Enfin, rappelons que l’exploitation des gaz de schiste suppose d’implanter des tours de forage tous les 200 à 500 mètres, ce qui mènera à la défiguration des paysages voire à l’expropriation de terres agricoles. Aux Etats-Unis certains Etats concentrent des dizaines de milliers de tours de forage.

La France n’est pas le seul pays où la contestation grandit. En Europe, l’Allemagne, la Belgique, la Hollande, l’Espagne, l’Angleterre, la Suède font déjà partie des pays où les citoyens se mobilisent et demandent des comptes, tant à leur gouvernement qu’aux industries gazières. Aux Etats-Unis, qui sont pourtant le berceau des gaz de schiste, l’Etat de New York a mis en place un moratoire sur les gaz de schiste. L’Etat abritant la plus forte concentration urbaine des Etats-Unis ne souhaite pas que les nappes phréatiques alimentant les réservoirs d’eau potable soient contaminées par l’exploitation des gaz de schiste. Cette décision de moratoire d’un an a été reconduite une année de plus, en attendant les résultats d’une longue enquête menée par l’Agence américain e de l’environnement (EPA) qui devrait être rendue publique début 2012. Par ailleurs, de nombreuses études et rapports ont été publiées afin de déterminer le nombre, la nature et les impacts des produits chimiques employés lors du ‘fracking’. Celles-ci sont loin d’être rassurantes.

Mais revenons en France pour vous expliquer les raisons légitimes de la contestation.

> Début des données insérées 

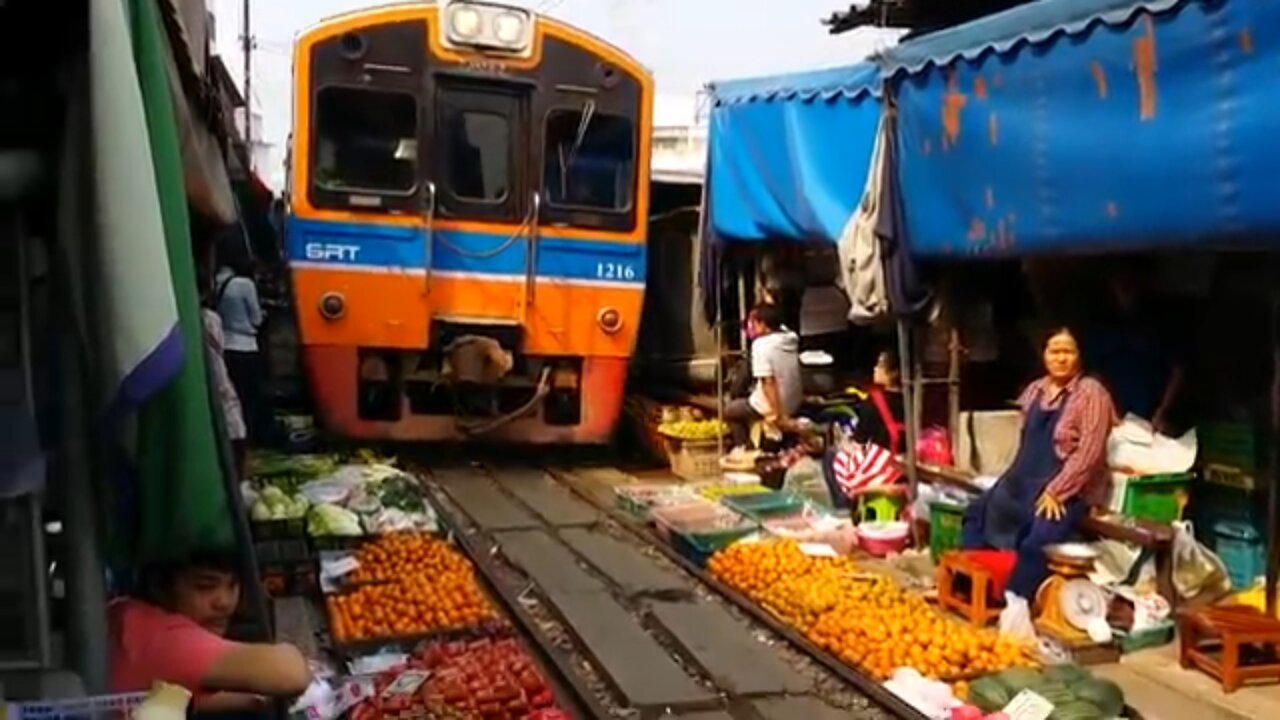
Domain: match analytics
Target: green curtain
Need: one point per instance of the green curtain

Tout d’abord, le manque de transparence propre aux grandes compagnies exploitant les ressources fossiles. Alors que l’on n’avait encore pas entendu parler de ces fameux gaz de schiste, nous apprenions que des permis d’exploration avaient été attribués en catimini par l’Etat. Intolérable. La vigilance citoyenne a permis de mettre au grand jour des permis situés sur les terres électorales d’élus locaux ébahis de ne pas l’avoir appris autrement que par voie de presse. Inédit. Ceux-ci furent incapables de répondre aux inquiétudes des citoyens alertés par les dommages de la fracturation hydraulique. Malaise. C’est grâce au retentissement français que l’UE a commencé à douter et que les autres pays ont entendu parler des gaz de schiste.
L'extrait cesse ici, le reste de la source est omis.